One businessman whispering to another
One businessman whispering to another

Image source: Getty Images.

Kraft Heinz and 3G Capital: Cutting to the bone

On Monday, The Wall Street Journal published a detailed story highlighting the bang-up job Brazilian investment firm 3G Capital LLC has done cutting costs at Kraft Heinz's Oscar Mayer unit, achieving the highest level of operating profitability among its U.S. food industry peers.

3G Capital, which counts Brazil's richest man among its founding partners, is known for a relentless "acquire-and-rationalize" strategy which created the world's largest brewer, Anheuser Busch Inbev NV. The Kraft Heinz Company was created in 2015 when 3G merged the Kraft Foods Group and the H.J. Heinz Company. 3G owns just under 24% of Kraft Heinz, while Berkshire Hathaway Inc. (NYSE: BRK-A) (NYSE: BRK-B), which acts as a silent partner, owns almost 27%, according to data from Bloomberg.

However, 3G's prowess at cost-cutting now underscores the limitations of its model, as "Kraft Heinz commands a smaller share of a shrinking overall market for processed meats, hit by consumers' desire for fresher, more natural foods":

Charts of KHC Operating Income (TTM) and Revenue
Charts of KHC Operating Income (TTM) and Revenue

KHC Operating Income (TTM) data by YCharts.

One solution to that challenge is to do another deal, but while that path is well-telegraphed (Kraft made a failed $143 billion bid for Unilever plc a year ago), what I find more interesting is that Kraft Heinz's challenge is representative of a widespread assault on established consumer-brand companies. I have previously referred to these companies' weakening competitive advantage, and I'll continue to highlight this massive, underappreciated trend.

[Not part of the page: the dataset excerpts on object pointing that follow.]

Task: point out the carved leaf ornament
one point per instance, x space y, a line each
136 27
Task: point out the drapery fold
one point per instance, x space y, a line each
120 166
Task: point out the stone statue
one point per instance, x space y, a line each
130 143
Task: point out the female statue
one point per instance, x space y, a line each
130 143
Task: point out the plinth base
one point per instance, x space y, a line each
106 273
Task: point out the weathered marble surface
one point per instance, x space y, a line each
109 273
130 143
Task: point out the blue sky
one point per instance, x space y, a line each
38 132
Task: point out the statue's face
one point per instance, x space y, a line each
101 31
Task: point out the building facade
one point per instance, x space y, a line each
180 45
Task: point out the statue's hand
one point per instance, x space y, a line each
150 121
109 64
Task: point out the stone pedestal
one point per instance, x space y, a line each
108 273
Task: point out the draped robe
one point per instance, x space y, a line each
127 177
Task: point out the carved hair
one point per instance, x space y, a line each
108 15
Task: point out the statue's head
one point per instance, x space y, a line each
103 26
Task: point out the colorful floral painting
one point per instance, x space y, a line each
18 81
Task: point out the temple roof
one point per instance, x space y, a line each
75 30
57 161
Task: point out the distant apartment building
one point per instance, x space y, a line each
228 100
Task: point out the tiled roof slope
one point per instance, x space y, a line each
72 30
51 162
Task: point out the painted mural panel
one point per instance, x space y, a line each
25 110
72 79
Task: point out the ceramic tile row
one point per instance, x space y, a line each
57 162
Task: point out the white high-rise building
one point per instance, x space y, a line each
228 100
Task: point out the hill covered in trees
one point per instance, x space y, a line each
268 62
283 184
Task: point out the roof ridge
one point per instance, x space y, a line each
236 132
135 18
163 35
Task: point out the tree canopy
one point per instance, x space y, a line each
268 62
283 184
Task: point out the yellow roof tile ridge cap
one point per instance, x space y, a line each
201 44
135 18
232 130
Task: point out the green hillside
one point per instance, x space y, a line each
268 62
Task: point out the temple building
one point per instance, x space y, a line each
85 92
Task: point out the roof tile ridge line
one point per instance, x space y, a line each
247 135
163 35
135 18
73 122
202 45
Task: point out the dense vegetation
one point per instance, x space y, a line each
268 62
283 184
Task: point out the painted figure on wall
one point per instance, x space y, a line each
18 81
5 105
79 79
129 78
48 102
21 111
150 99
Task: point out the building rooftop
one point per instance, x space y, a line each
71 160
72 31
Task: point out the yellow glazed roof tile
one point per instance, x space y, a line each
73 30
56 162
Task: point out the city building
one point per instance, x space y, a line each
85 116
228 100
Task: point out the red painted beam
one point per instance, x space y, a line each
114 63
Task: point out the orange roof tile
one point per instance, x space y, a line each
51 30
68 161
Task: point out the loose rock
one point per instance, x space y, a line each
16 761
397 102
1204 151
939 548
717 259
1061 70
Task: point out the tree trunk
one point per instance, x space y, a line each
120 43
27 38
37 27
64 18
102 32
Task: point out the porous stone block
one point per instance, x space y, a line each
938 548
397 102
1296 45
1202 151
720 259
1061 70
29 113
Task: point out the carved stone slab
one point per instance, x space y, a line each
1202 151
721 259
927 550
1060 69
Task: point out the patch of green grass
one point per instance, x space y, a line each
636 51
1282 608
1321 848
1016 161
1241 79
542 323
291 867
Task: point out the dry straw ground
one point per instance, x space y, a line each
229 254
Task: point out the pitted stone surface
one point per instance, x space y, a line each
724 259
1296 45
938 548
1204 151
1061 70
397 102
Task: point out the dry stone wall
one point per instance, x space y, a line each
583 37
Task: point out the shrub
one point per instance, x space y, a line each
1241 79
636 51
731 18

As Kraft Heinz CEO Bernardo Hees, who is also a partner at 3G, told investors and analysts on a November earnings call: "There is no doubt that the retail environment in most parts of the world will remain challenged. The challenge for us is the same as it's ever been: to adapt quickly and stay relevant." Given the skill of the managerial team, Kraft Heinz's response -- and its results -- will be instructive for industry insiders and investors alike.